David Lynch soulève les forces du Mal pour filmer leur combat avec celles du Bien, de manière parfois caricaturale (ainsi dans Sailor et Lula, où perce la surenchère parodique), mais avec une visée qui ne l’est jamais : le désir manifeste du cinéaste n’est pas de rendre plus dramatique ou plus moral l’enjeu de ses films, mais bel et bien de parvenir à représenter cette lutte entre deux pouvoirs abstraits. Projet extravagant et passionnant qui a d’abord pris une forme expérimentale (Eraserhead), puis tour à tour presque classique (Elephant Man), hétéroclite (Dune), stylisée (Blue Velvet) et déchaînée (un maelström de violence faisant exploser le road-movie qu’est Sailor et Lula) jusqu’à recomposer une matière cinématographique en fusion dans Lost Higway, où tout se fond de la manière la plus fascinante qui soit : les deux héros masculins (emboîtés comme des poupées russes), la femme blonde vénéneuse et la femme brune diaphane (véritable fétiche issu du film noir, déjà présent dans Blue Velvet), ou bien encore un crâne et une table en verre, le vivant et l’inerte échangeant leurs places.
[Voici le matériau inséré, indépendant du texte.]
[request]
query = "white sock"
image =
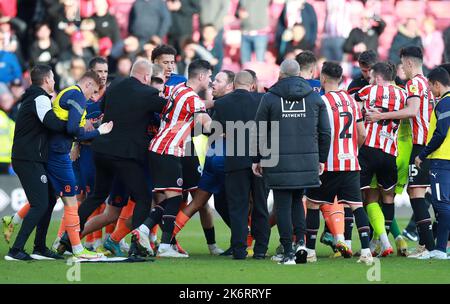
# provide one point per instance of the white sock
(384, 240)
(17, 219)
(163, 246)
(144, 229)
(77, 248)
(365, 251)
(349, 243)
(339, 238)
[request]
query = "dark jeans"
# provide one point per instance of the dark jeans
(131, 173)
(239, 185)
(288, 210)
(40, 195)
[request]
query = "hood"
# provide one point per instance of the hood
(291, 88)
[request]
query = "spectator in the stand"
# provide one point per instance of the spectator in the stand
(446, 36)
(192, 51)
(44, 49)
(214, 12)
(408, 35)
(105, 23)
(9, 64)
(336, 30)
(181, 28)
(298, 12)
(10, 41)
(66, 24)
(254, 16)
(71, 75)
(6, 132)
(211, 41)
(433, 44)
(149, 19)
(293, 41)
(365, 37)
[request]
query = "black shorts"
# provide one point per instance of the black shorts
(343, 184)
(172, 173)
(382, 165)
(418, 177)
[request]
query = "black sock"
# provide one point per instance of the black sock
(348, 214)
(388, 212)
(168, 218)
(210, 235)
(362, 223)
(312, 227)
(423, 222)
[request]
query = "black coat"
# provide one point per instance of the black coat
(304, 134)
(34, 120)
(131, 106)
(238, 106)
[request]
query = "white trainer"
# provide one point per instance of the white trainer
(169, 252)
(214, 249)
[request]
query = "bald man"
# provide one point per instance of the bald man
(123, 153)
(232, 111)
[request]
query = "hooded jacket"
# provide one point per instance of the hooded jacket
(304, 134)
(34, 120)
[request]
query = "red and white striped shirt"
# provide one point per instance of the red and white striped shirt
(418, 87)
(383, 134)
(343, 113)
(177, 121)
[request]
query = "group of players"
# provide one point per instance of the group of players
(378, 129)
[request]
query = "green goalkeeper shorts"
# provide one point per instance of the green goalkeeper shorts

Cette recomposition organique des images est l’expression d’une volonté de faire à la fois plus de cinéma avec le cinéma, et autre chose que du cinéma avec les moyens du cinéma : de la poésie, de la peinture, de la musique. David Lynch, qui est aussi peintre, compositeur et designer (il a conçu l’ameublement de la maison de Lost Highway, et certaines de ses créations sont commercialisées), n’a cependant rien d’un artiste élitiste : en créant en 1990 la série Twin Peaks (dont Twin Peaks Fire Walk With Me est une reformulation destinée au cinéma), il a engendré un phénomène culturel de masse, tout en renouvelant la fiction et l’esthétique télévisuelles.
Le proche et le lointain
En 1999, c’est par un « excès de normalité » que David Lynch crée la surprise avec Une Histoire vraie, dont le personnage principal est un vieillard, Alvin Straight, qui traverse les États-Unis, de l’Iowa au Wisconsin, pour rendre visite à son frère aîné, qu’il n’a pas vu depuis dix ans. Intitulé en anglais The Straight Story (« L’histoire de Straight », mais aussi « Une histoire en ligne droite »), le film suit de façon très linéaire l’itinéraire d’un homme dont la seule particularité est de voyager au volant d’un petit tracteur-tondeuse à gazon. Distance, espace, vitesse et durée sont les éléments fondamentaux d’Une histoire vraie, mais aussi, plus généralement, du cinéma : sous couvert de simplicité, Lynch met en perspective sa propre pratique de la mise en scène. Il n’est donc pas paradoxal qu’il juge ce film comme « le plus expérimental » de sa carrière (Libération, 3 novembre 1999), ce qu’atteste également son travail très élaboré sur la bande-son, qu’il s’agisse des bruits spatialisés ou du rapport entre les images et la musique d’Angelo Badalamenti, son compositeur attitré depuis Blue Velvet.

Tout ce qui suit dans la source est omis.